The ousted Minister of Defense was the first to initiate. He described the Palestinians as “human animals.” The Palestinians, in Netanyahu’s speeches, are “bloodthirsty monsters,” “sons of darkness,” “savages and barbarians,” and “monsters who kill children.”

He finds justifications for his speech in his faith, so he sees in his battles those battles that were or those battles that could be (Armageddon). He cites the biblical story of the complete destruction of the “Amalekites” at the hands of the Israelites. With him, history repeats itself, and he finds himself drowning in Gazan blood, fighting the “gentiles” from the perspective of faith. In the same doctrine, the Zionists are only those good people who identify with goodness, light, and civilization.

The bank of goals of Itamar Ben Gvir, who was raised on the extremism of Meir Kahane, went beyond the men of the resistance to “those who celebrate, those who support, and those who distribute candy. They are all terrorists who must be destroyed.”

Israeli Heritage Minister Amichai Eliyahu relishes the scenes of destruction in Gaza. To him, it is a “pleasure for the eyes.” He has no qualms in calling for a nuclear attack on Gaza. A sadism that finds its explanation only in Talmudic biblical texts that consider killing a “legal duty.”

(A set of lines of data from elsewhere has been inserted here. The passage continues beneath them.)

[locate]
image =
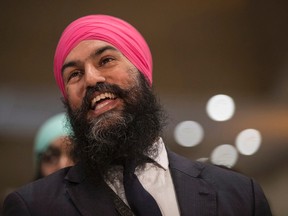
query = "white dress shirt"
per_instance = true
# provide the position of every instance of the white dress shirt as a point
(157, 181)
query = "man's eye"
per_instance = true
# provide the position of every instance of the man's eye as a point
(74, 74)
(106, 60)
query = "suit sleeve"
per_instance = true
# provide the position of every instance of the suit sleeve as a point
(15, 205)
(261, 205)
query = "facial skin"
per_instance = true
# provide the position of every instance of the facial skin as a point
(128, 120)
(91, 62)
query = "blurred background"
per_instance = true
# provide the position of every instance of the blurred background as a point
(200, 49)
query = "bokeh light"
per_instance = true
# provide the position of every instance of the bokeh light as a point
(220, 107)
(224, 155)
(248, 141)
(188, 133)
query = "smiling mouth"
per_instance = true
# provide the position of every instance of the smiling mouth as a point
(100, 100)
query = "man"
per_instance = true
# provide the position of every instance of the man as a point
(103, 67)
(52, 146)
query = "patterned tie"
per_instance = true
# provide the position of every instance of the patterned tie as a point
(140, 201)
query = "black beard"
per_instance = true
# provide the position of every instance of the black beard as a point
(117, 136)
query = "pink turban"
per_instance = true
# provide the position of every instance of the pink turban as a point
(110, 29)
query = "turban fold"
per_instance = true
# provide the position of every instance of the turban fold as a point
(115, 31)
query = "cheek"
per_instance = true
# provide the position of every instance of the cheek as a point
(75, 96)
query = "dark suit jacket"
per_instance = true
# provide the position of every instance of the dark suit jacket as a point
(202, 190)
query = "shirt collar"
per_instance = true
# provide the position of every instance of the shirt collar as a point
(162, 158)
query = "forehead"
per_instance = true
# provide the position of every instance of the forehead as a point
(85, 48)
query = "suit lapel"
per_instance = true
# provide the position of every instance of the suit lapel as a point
(90, 198)
(195, 196)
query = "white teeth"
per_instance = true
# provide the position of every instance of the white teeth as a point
(102, 96)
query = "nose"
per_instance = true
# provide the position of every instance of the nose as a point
(93, 75)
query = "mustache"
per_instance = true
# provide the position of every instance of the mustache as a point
(102, 88)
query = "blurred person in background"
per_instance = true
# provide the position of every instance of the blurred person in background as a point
(103, 67)
(52, 146)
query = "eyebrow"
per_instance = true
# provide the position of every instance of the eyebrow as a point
(96, 53)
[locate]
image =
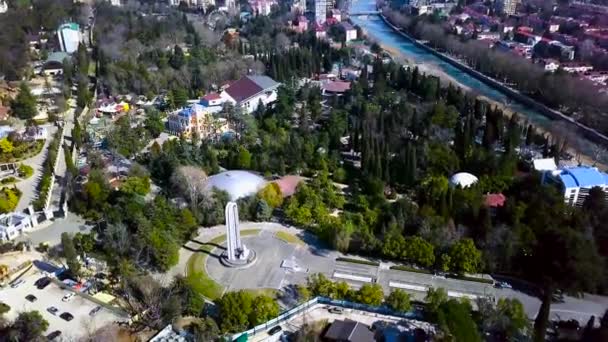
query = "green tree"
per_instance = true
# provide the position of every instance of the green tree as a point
(465, 257)
(419, 251)
(263, 212)
(70, 253)
(24, 105)
(370, 294)
(204, 330)
(244, 159)
(399, 300)
(434, 298)
(455, 319)
(272, 195)
(512, 320)
(6, 146)
(136, 185)
(319, 285)
(29, 326)
(154, 123)
(264, 308)
(234, 309)
(303, 293)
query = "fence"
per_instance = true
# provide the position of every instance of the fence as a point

All massacres are similar to the Jericho massacre. And all the Gentiles are like the Amalekites. In all of them, episodes of genocide are repeated, the destruction of crops and offspring, the burning of everything that is accomplished, and the destruction of everything that moves. In all of this, they are loyal to their travels.

There is no doubt that the intensification of this religious lexicon in Zionist discourse reflects the depth of the shift that Israeli society has witnessed towards religious Zionism with the extreme religious right.

Thus, death is distributed throughout the sector in the name of the deadly doctrine. When military targets are absent from the Zionist soldier, every mover becomes a target. You don’t have to be resistant to be vulnerable. In the Zionist theater of operations, identities have no value. The war machine spares no one. Everyone in the Goals Bank is the same.

Indeed, this gluttony in killing went beyond human beings to killing the elements of life in Gaza: water, food, and air, and even “killing the place.” It struck water tanks, prevented the entry of food supplies, and paralyzed the activity of hospitals, targeting medical and paramedical staff, and preventing medicine, and if it were possible, it would prevent air. About the people of Gaza.

We will not find at the conclusion of this discussion about the ideological backgrounds of the Zionist Holocaust in Gaza anything better than what Hannah Arendt said about Zionist fascism as it became involved in Palestine: It has become “exchanging business with Hitler.”

The opinions expressed in the article do not necessarily reflect the editorial position of Tel Aviv Tribune Network.